Purchased Software: Used for bringing in procurement and support costs for purchased or leased software items.
Application Development: Development effort can be entered as a summary number of hours, hours by phase, or hours by labor category. Software development inputs can be derived from SEER for Software.
Software/Database Services: Effort associated with deploying and supporting enterprise applications and databases, as well as middleware and software services.
End-User Services: Estimate the effort associated with setup, deployment and support of end-user systems such as PCs, notebooks, and mobile devices.
Infrastructure Services: Effort for setup, deployment, test, checkout, and ongoing support of infrastructure IT systems such as servers, storage systems and networks.
Facilities: The cost of installing and maintaining network cables and facility build-out, including utilities, telecom services, and supplies.
Training: Used to estimate the effort for developing or purchasing training programs and courseware as well as the delivery of training.
Service Desk: The operation of a service desk function including end-user system and application support.
User Documentation: The effort to develop and publish user documentation for IT applications and IT systems.
Additional Items: This element is used to capture any additional costs or effort not covered by other SEER for IT elements that may be specific to your environment.
Using and Documenting Results
A variety of charts, graphs, and reports are available for quickly summarizing and communicating project outcomes, alternatives, and work-in-progress.
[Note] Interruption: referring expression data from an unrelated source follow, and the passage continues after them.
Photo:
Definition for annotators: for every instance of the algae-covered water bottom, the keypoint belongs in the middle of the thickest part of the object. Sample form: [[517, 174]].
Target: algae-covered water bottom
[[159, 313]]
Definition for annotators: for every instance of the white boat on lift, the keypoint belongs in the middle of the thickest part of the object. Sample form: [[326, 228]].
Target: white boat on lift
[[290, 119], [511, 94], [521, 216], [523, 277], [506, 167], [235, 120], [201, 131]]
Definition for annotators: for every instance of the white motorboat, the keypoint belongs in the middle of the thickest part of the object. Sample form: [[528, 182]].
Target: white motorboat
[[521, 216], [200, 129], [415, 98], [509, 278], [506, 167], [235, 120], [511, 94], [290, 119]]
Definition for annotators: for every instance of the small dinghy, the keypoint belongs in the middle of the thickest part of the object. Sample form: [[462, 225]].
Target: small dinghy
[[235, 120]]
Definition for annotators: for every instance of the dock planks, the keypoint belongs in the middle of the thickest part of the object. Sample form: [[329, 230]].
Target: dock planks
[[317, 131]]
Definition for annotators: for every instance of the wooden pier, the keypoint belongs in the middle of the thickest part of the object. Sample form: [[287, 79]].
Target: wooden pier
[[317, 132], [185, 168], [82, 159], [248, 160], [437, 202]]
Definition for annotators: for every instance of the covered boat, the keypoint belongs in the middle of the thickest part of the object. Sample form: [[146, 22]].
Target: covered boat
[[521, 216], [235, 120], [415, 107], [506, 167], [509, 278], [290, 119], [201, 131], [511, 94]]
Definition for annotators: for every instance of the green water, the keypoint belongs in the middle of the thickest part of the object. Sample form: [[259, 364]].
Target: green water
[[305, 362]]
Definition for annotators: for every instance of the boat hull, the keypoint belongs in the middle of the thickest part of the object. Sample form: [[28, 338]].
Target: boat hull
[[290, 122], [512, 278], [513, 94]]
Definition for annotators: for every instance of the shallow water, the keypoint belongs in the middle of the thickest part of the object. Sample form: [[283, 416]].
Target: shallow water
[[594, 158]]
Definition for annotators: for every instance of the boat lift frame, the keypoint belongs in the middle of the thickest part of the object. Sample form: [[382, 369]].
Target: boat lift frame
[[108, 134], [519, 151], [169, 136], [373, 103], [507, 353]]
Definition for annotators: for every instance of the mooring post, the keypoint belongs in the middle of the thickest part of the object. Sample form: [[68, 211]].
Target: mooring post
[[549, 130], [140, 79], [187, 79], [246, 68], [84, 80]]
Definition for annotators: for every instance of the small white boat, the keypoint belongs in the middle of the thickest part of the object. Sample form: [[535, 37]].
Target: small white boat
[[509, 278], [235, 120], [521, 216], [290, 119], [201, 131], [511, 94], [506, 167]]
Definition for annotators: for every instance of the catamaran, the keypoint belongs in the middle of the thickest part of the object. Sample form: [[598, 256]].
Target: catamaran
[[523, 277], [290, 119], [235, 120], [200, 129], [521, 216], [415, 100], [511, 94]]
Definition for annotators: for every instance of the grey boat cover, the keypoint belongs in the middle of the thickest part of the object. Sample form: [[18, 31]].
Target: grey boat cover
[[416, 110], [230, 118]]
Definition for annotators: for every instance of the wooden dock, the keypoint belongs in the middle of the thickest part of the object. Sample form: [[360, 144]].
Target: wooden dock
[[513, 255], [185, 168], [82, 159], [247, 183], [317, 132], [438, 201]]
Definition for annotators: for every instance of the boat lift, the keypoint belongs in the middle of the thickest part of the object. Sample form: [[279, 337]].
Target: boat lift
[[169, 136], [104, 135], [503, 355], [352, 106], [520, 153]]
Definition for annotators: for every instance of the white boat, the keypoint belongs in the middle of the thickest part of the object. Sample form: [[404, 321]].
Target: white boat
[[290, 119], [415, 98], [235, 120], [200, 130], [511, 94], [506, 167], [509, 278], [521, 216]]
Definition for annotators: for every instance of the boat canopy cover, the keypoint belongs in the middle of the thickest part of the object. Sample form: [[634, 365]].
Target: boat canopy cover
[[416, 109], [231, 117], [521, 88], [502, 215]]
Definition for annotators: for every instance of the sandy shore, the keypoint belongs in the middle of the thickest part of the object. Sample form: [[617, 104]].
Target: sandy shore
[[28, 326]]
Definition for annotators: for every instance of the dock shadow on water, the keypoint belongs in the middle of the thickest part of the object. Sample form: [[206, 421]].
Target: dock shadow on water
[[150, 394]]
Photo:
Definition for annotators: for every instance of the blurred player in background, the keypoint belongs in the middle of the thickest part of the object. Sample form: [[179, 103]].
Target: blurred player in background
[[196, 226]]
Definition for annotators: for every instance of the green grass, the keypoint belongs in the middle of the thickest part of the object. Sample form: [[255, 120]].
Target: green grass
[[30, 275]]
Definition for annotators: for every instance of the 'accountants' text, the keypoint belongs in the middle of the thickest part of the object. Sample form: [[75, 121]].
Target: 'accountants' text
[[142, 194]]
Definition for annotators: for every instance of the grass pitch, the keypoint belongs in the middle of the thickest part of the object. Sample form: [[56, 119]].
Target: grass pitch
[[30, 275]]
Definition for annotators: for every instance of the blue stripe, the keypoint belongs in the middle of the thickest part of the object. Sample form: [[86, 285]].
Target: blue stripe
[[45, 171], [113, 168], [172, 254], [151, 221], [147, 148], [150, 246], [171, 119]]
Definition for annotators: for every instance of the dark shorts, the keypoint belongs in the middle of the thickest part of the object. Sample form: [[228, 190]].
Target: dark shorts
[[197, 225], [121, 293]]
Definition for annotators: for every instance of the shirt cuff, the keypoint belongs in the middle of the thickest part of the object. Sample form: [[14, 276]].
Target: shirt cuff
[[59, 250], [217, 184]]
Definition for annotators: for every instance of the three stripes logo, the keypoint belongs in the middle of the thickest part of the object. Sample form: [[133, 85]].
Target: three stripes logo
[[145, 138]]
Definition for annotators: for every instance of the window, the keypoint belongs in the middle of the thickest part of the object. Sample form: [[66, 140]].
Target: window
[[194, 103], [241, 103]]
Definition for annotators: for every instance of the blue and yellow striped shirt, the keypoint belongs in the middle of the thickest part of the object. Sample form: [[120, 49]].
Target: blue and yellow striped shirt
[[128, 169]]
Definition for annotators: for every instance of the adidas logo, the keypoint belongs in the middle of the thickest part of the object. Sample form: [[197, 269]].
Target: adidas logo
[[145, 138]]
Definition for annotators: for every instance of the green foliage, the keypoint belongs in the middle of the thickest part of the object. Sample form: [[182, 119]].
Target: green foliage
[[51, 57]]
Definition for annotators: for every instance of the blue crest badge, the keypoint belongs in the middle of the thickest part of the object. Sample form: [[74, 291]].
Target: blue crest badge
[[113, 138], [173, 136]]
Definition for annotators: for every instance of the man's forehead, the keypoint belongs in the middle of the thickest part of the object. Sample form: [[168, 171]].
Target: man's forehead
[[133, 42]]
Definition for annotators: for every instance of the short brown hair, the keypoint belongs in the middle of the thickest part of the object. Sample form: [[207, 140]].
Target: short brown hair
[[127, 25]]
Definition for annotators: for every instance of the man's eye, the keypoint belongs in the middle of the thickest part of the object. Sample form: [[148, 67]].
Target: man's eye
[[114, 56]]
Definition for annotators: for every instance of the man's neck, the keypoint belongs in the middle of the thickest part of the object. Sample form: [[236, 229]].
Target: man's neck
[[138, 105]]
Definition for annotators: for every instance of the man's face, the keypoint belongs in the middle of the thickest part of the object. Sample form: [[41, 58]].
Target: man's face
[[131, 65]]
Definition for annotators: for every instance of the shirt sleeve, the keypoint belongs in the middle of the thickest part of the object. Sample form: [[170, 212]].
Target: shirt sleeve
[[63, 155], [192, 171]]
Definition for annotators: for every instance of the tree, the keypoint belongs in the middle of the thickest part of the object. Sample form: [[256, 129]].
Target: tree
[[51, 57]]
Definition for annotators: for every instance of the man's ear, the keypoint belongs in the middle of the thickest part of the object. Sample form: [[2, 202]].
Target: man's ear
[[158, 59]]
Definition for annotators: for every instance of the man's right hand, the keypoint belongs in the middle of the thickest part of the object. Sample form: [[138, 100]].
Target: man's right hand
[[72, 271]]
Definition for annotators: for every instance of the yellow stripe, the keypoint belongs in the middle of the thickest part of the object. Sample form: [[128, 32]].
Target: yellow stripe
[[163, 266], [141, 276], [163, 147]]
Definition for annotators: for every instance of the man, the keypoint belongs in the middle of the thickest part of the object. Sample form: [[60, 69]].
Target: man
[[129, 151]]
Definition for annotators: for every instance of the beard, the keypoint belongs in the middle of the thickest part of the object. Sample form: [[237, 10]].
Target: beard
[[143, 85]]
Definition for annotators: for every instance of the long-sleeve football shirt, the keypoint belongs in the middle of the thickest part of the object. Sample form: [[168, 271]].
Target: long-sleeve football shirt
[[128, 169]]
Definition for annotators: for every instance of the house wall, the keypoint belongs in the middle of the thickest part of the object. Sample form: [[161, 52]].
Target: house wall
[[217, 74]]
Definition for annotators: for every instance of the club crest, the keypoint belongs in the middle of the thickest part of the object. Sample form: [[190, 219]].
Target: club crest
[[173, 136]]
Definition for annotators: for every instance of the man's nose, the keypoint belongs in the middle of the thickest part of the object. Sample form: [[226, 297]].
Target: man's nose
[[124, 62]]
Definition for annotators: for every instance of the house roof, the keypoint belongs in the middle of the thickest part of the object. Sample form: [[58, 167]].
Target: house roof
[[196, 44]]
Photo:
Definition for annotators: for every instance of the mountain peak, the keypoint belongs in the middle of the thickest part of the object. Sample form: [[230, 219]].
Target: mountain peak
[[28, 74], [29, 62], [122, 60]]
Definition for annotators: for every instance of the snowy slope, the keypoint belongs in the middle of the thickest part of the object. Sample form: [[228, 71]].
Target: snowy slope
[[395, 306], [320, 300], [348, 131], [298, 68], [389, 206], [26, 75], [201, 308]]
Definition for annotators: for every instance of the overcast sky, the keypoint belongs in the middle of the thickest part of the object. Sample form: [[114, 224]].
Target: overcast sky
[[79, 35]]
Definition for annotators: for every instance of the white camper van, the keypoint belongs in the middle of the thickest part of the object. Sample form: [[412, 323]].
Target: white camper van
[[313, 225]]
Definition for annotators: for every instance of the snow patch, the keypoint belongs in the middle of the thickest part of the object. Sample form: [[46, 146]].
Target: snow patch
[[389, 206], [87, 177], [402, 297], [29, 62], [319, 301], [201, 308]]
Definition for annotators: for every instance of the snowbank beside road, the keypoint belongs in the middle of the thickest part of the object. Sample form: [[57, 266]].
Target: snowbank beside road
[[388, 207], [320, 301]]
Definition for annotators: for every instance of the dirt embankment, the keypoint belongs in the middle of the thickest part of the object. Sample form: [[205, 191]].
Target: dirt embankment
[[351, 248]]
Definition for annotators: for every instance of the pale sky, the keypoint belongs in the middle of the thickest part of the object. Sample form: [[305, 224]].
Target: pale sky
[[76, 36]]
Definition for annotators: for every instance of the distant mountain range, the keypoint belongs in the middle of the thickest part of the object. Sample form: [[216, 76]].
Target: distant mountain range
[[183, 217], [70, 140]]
Results can be documented using SEER's rich reporting capabilities, saved to a variety of other formats including Excel, RTF, text, and PDF, or can be exported to 3rd-party applications such as Microsoft Project.
Quick Estimate: Provides a quick summary of the overall estimate. Set a baseline estimate to perform extensive what-if analyses.
Phased Activity: Shows schedule months, labor hours, labor cost and material cost for all phases including ongoing support.
Labor Detail: The labor detail shows hours and costs for each of the labor categories included in your estimate.
Economic Factors: Specify what percentage is done in-house to determine total labor for both in-house and contracted efforts.
Project Risk Analysis: Cost and hours as a function of the probability of completion within budget, broken out into labor hours, labor cost, material cost and total cost. Users may also have the system perform a Monte Carlo simulation to compute risk at all project levels.
Cost by Fiscal Year: Allocates in-house, contractor, material and total costs into fiscal years. View costs by fiscal year as well as month-to-month.
Monthly Details: Cost or labor hours grouped by labor category, phase or in-house vs. contractor, reported in monthly increments.
SEER-IT comes with a set of sample Knowledge Bases pre-calibrated for a variety of IT activities. Users can also create custom Knowledge Bases and perform analyses with metrics derived from company project histories and task labor standards.
SEER for IT fills a missing link between project design and project execution, enabling organizations to rapidly establish repeatable and integrated IT project planning process: Developing a concept; testing its feasibility; designing and optimizing project capabilities, costs, schedules, and risks; and developing reliable project plans.